Ela viu que os pequeninos fitavam alegremente o sol e entendeu, então, que a planta que nutrira e amara não olhava para o sol porque sua alma negra não suportava a luz. Mas, mesmo em meio às pedras e as ervas daninhas que o cercavam, seu amor e dedicação produziram frutos bons.


A menina deitou em sua cama e dormiu por dias. Estava exausta. Sua pequena aventura havia se tornado uma grande viagem. Quando acordou, viu que seus girassoizinhos estavam crescendo fortes e felizes e que a terra ao seu redor era boa. 
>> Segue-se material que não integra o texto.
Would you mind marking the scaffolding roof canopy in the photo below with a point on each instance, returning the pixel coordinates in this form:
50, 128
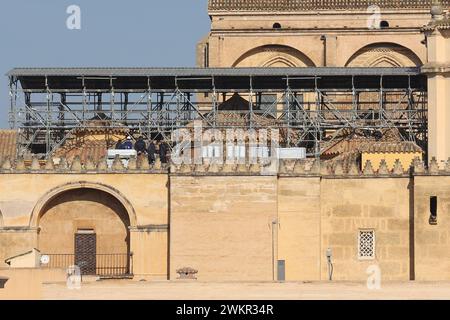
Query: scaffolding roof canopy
220, 78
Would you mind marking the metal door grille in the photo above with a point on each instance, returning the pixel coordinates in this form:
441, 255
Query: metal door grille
85, 253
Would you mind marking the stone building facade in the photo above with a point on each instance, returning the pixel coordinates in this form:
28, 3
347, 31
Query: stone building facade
235, 222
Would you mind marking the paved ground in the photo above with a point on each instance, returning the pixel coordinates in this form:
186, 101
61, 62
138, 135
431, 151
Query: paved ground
126, 289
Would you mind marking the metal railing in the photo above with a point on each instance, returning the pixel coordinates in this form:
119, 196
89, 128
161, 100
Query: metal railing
107, 265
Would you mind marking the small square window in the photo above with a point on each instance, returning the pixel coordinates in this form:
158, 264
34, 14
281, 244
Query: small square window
366, 244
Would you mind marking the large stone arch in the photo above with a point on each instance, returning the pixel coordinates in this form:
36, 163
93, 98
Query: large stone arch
384, 54
273, 56
55, 192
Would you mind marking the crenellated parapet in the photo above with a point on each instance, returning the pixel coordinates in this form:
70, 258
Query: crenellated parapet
76, 166
287, 168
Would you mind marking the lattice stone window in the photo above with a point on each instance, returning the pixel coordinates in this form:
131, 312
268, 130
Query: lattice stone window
366, 244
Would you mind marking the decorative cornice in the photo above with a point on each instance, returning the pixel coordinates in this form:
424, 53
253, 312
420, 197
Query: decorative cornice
284, 168
311, 5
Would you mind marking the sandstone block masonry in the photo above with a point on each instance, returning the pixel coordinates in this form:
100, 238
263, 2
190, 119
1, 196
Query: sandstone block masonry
241, 223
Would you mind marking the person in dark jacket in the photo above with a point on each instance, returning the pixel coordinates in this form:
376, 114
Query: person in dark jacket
163, 147
128, 144
140, 146
151, 151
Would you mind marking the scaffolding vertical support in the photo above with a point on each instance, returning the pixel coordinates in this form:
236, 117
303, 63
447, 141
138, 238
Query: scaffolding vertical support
315, 124
12, 98
47, 118
288, 110
251, 102
149, 108
84, 102
318, 134
112, 98
214, 102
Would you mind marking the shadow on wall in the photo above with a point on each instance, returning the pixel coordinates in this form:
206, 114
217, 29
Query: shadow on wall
274, 56
384, 55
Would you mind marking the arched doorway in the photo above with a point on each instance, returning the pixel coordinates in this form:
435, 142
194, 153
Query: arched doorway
86, 227
388, 55
274, 56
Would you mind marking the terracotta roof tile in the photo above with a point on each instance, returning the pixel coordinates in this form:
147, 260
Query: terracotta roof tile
8, 139
305, 5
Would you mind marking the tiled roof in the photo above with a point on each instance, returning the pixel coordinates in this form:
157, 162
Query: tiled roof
305, 5
8, 139
90, 142
440, 25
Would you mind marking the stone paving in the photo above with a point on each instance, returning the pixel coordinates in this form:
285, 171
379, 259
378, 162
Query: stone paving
164, 290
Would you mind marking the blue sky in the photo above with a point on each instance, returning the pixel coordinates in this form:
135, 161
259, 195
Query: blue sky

Ao pensar no antigo girassol, uma vaga lembrança do que acontecera, desprovida de qualquer afeto ou significado, passou pelos seus pensamentos. Olhou para o céu com esperança e sorriu quando um pássaro lhe disse que o amor ainda iria encontrá-la.






Comentários

branco disse…
jovem senhora. as linhas e entrelinhas são de pura inspiração , magia e realidade. que um carinho amigo chegue até você.
Mauro Fregolon disse…
Os bons frutos do amor, saboreiam a si mesmos, quando são criados na pureza e na obediência ao Criador.
Leitura inspiradora.
Paulo Barguil disse…
Nádia, que história linda! Com tons, cheiros e emoções variadas. Obrigado.
Zoraya Cesar disse…
Countess Velvet em seu esplendor! Uma história veludosa, cheia de significados e belamente narrada. E ainda por cima esperançosa. Linda demais.
Albir disse…
Linda a sua história, Condessa, com todas as leituras.